Ed Shultz’s departure was 22 years ago, before the tragedies at Sandy Hook, Parkland and Uvalde, Texas. Recent surveys have shown an increasingly large majority of Americans favor stricter gun laws. Can things change? “We needed the support of the major investors like BlackRock and Vanguard,” says Byron. “We won’t know until they publish their votes if they supported the resolution.” Smith & Wesson’s largest investors are institutional fund managers such as BlackRock, Vanguard and the hedge fund Renaissance Technologies.
Both the activist group and Smith & Wesson have met with these investors’ representatives on several occasions, as well as with governance groups that advise shareholders, such as Glass Lewis and Institutional Shareholder Services (ISS). When a similar proposal requesting a human rights impact study passed at Sturm Ruger in June, that company’s CEO, Christopher Killoy, blamed the institutional investors, who “blindly followed the guidance” of governance groups. Both Glass Lewis and ISS recommended voting in favor of the proposal at Smith & Wesson this year. But they also recommended that the last time it didn’t pass, in 2021.
Until recently, business had been good for gun manufacturers, including Smith & Wesson. Although it just reported a large drop in sales for the quarter, it’s coming off a bumper season. In the first year of the pandemic, Smith & Wesson’s revenues increased by 27%. For the fiscal year that ended in April, the company had $875 million in sales, it says, with a gross profit margin of 43%. And the board is clearly happy with its new-ish CEO. Since he was appointed in 2020, Smith has had a 77% raise in his base salary, according to ISS, which, with other incentives, has taken his earnings to $2.8 million.

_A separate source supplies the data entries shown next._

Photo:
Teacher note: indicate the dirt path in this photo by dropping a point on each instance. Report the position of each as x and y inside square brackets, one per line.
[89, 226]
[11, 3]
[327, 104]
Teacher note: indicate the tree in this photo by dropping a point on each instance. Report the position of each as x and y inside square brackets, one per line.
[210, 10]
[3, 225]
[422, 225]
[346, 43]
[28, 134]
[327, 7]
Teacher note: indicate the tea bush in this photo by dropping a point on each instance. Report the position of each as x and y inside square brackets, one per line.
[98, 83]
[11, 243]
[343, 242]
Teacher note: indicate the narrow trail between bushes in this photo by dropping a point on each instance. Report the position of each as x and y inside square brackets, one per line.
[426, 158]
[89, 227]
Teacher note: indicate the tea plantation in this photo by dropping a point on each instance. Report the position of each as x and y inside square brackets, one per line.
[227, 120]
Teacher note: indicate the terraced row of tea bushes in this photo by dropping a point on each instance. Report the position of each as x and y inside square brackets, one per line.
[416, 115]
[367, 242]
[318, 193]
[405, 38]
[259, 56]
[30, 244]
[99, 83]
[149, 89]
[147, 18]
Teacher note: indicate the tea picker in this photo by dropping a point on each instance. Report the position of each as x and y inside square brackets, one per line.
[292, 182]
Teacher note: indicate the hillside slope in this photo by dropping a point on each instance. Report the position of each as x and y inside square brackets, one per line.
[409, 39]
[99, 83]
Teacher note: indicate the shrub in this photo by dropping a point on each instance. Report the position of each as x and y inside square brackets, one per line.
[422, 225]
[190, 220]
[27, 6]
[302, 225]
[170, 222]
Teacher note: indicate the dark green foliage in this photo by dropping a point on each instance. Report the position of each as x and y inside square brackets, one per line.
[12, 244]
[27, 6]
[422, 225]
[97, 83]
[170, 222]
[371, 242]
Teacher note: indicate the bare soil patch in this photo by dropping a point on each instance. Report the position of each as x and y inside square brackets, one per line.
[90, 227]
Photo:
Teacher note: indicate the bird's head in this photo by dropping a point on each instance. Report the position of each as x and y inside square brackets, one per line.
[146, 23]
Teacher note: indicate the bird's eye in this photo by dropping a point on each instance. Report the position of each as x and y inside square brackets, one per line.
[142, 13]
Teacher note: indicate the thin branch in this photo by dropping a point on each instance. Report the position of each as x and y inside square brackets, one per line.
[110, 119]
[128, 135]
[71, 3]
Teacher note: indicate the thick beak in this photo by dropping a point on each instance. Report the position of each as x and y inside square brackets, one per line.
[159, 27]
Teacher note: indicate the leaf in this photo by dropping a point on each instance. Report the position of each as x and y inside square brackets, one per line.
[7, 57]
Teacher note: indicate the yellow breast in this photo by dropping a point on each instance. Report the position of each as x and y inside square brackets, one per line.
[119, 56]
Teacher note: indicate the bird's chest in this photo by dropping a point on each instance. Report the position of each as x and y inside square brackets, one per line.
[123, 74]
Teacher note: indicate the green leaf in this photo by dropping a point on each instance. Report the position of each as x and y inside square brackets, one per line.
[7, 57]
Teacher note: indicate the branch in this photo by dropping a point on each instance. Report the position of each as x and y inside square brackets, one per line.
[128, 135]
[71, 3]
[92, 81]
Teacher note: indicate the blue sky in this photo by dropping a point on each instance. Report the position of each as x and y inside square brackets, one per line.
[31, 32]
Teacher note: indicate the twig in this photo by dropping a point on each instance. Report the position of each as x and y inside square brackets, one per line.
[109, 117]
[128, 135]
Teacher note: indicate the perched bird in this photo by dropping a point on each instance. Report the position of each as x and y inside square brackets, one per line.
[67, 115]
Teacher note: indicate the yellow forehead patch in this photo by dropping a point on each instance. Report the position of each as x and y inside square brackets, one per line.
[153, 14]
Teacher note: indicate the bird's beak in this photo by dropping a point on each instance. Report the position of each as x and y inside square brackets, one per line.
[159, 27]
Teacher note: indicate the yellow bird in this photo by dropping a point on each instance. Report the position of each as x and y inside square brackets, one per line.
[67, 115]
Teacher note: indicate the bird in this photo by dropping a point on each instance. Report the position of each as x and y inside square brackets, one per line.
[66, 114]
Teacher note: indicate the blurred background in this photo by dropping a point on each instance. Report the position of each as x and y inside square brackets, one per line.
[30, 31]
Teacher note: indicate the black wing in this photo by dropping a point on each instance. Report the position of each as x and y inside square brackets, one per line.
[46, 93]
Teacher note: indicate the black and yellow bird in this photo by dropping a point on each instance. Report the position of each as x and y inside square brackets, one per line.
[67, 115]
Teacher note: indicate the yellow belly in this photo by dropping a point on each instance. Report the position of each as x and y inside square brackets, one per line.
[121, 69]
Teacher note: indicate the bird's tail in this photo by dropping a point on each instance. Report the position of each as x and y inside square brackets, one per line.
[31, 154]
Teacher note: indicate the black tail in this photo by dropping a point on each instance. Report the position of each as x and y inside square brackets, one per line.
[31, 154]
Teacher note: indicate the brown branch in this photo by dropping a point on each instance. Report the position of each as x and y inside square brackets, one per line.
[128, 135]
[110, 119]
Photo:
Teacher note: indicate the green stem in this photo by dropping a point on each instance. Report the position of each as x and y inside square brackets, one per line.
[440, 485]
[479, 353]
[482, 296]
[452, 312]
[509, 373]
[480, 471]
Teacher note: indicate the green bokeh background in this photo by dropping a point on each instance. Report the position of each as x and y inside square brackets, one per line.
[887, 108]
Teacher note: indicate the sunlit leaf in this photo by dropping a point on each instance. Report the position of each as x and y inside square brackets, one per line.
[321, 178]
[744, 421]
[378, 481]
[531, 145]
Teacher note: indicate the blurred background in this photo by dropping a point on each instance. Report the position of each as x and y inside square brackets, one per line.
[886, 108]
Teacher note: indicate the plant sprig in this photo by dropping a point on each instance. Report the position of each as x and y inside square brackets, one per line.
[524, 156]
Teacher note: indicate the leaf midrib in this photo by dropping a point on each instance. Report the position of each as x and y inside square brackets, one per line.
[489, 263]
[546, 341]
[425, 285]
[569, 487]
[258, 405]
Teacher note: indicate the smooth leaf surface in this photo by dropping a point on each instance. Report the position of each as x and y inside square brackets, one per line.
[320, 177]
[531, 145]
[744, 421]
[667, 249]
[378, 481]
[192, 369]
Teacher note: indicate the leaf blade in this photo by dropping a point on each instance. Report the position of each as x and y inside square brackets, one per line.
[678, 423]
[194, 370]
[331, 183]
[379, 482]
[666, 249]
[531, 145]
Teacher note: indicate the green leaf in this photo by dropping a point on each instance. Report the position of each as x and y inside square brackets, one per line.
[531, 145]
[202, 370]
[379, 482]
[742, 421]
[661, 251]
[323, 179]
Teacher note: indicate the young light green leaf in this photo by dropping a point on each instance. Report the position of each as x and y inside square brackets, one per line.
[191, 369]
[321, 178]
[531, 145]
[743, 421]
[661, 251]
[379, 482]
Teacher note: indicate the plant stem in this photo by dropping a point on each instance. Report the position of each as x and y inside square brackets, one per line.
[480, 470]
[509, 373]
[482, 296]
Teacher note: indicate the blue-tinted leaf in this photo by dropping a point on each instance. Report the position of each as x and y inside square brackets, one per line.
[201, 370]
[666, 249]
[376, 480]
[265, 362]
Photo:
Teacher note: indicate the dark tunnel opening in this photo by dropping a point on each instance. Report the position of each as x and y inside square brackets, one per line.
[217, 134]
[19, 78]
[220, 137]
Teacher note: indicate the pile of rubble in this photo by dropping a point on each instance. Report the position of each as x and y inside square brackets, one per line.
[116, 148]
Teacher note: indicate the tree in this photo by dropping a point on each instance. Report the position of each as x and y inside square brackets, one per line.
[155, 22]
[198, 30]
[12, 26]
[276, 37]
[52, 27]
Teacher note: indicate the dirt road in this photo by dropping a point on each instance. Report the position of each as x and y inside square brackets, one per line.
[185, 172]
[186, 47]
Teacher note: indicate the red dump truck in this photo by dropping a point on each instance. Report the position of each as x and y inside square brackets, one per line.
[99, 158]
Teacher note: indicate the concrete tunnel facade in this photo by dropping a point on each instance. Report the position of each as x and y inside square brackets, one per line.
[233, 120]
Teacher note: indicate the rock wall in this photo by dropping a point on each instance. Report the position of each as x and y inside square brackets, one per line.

The vote at Ruger took place shortly after 19 elementary school students and two teachers were killed in Uvalde, and it’s unclear if, in the absence of such a tragedy, shareholders felt as motivated to call on the gun companies to reexamine their role. It’s also unclear if such a non-binding proposal is worth the investment the shareholders have put in. Byron believes it is and says that the ICCR is planning a strategy session at their fall meeting at the end of September. In 2020, according to the CDC, there were more than 45,000 firearm-related deaths in the U.S.—about 124 people a day. That’s about 12% more Americans than died from car crashes, and half as many as died from drug overdoses. More than half of those gun deaths were suicides and more than 40% were homicides. “We have 400 million guns [in America] now,” she says. “It’s gonna take more than my lifetime to change this, but you know, we just have to do something.”
Sept. 13: This story has been updated to reflect the results of the shareholder meeting.